With so many people moving around Downtown on foot, bike, public transit, and personal vehicles, the Downtown Pittsburgh Partnership has decided it’s time for an updated mobility plan for Pittsburgh’s biggest business district.
On May 11, the partnership released a Downtown Mobility Plan with the goals of prioritizing walking, biking, and public transit, and implementing “high impact” projects that will improve streetscapes for all road users. This is the first time PDP has updated its master plan since 1999.
“Despite its regional and statewide significance, the last neighborhood plan for Downtown was created in 1999 which has left [Central Business District] without clear priorities and a decision-making framework for transportation and public realm projects,” reads the report.

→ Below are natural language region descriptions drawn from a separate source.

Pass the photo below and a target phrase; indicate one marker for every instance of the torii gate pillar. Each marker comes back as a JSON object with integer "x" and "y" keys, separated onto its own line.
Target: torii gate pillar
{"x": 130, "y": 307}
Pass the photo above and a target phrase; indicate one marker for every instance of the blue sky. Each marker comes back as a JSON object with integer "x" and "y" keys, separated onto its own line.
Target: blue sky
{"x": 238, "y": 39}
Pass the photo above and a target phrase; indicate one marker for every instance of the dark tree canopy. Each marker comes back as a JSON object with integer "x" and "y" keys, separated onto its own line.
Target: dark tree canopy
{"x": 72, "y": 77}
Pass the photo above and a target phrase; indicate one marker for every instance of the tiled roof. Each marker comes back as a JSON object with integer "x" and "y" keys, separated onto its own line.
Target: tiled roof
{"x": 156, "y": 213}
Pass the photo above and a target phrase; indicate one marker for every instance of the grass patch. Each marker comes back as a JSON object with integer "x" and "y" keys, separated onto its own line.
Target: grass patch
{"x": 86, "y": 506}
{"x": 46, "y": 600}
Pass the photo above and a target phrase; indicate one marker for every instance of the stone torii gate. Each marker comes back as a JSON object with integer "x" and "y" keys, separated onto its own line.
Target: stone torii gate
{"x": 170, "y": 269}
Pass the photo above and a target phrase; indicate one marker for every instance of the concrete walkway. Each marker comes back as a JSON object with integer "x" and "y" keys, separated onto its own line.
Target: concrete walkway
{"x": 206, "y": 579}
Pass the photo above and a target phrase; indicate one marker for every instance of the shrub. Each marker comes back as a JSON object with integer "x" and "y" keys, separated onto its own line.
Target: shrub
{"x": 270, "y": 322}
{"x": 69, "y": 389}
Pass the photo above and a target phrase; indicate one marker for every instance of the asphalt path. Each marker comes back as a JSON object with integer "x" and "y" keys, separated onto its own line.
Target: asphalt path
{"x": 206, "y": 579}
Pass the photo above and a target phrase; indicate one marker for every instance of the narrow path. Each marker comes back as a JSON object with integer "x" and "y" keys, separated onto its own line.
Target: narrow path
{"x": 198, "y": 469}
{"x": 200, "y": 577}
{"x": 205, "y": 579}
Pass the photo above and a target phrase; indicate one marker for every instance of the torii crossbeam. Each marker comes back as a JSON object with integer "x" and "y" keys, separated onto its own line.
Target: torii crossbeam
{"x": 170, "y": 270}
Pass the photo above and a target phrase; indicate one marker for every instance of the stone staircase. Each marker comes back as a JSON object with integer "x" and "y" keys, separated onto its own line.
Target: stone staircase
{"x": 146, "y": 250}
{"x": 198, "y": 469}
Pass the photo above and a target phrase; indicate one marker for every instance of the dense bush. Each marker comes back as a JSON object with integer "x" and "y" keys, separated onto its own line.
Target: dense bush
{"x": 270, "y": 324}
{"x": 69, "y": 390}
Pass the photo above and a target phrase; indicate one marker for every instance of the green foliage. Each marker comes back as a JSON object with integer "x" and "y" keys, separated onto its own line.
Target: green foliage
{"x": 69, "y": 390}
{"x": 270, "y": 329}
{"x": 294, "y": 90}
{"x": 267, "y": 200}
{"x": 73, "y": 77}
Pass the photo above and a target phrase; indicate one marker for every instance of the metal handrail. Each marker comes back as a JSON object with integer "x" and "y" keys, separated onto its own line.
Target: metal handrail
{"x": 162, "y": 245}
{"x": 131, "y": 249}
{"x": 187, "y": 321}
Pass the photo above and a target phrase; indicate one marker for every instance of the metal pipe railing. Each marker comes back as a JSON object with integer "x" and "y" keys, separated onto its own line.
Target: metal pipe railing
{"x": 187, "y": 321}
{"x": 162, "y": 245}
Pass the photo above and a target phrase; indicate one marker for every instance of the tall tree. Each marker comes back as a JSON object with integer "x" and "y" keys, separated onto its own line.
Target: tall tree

PDP reports that 51% of residents in their study area — which includes Downtown, Uptown, the Strip District, the North Shore, and Crawford-Roberts in the Hill District — walked as their primary mode of transportation. And a survey taken by PDP shows that people living and visiting Downtown most enjoy that it’s easy to walk around the neighborhood and their top priority is improved streetscape amenities.
The key takeaways from the plan are that restructure parking prices to discourage rush hour driving, reduce parking supply at new developments, and repurpose excess street parking into public use facilities, transit, and other users. PDP also would like to see increased public transit frequency and capacity, better accessibility to transit service, and more investments in alternative transit options, including minimum bike parking requirements at new developments.
The mobility plan also a has a focus on improving conditions for people of color, and acknowledges that many non-white people might feel unwelcome in Downtown. PDP is also advocating a low-income fare program for public transit riders, joining other transit advocates.
Some of the “high impact” projects include redeveloping the Allegheny River Park along Ft. Duquesne Boulevard, limiting parking and private vehicle access in Market Square, more street trees, flowers, and green infrastructure, and creating more public art with historical background.
The report also proposes a “reimagined” Smithfield Street, with extended sidewalks, shorter crossings for pedestrians, widened bus stops, and improved pedestrian spaces with improvements like benches, trees, outdoor dining. Some of PDP’s plans for Smithfield have already been implemented, like painted bus-only lanes, but the mobility reports lays out improvements there too, like signal prioritization for buses.